Consider the following example scenario: 

Many developers import Cursor AI rules rules.mdc files from random GitHub repositories without auditing them.

If one of these rules contains a base64-encoded malicious payload, it could:

  • Run automatically during a generation flow.
  • Download and install malware, miners, or backdoors.
  • Exfiltrate local SSH keys and tokens.

The ability to execute arbitrary commands also renders Cursor’s other safety settings to defend auto-run (including external-final protection, file-deletion prevention, and dot-file protection) worthless. 

For this reason, until Cursor deprecates the denylist we recommend that users use the allowlist setting instead and remain vigilant when using the auto-run feature.

This, of course, is just one additional guardrail layer – necessary but not sufficient to secure your AI coding agent. The best way to guarantee safety is to use Backslash Security’s extension which automatically scans for dangerous hidden payloads and prevents prompt injection. 

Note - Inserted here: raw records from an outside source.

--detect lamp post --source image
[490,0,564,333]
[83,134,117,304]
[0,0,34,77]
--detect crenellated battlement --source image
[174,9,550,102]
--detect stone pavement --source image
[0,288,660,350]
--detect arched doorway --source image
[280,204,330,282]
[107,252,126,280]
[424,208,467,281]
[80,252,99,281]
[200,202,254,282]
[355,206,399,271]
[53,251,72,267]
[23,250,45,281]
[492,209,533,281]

There’s a broader lesson to be learned here: In the ever-accelerating rush to enable vide coding, mistakes will be made. The onus is on end-user organizations to ensure agentic systems are equipped with proper guardrails.

Don’t expect the built-in security solutions provided by vibe coding platforms to be comprehensive or foolproof. Software developers have never delivered fully secure platforms out of the gate—and with the current AI wave moving faster than any before, it’s even more unrealistic to expect them to now.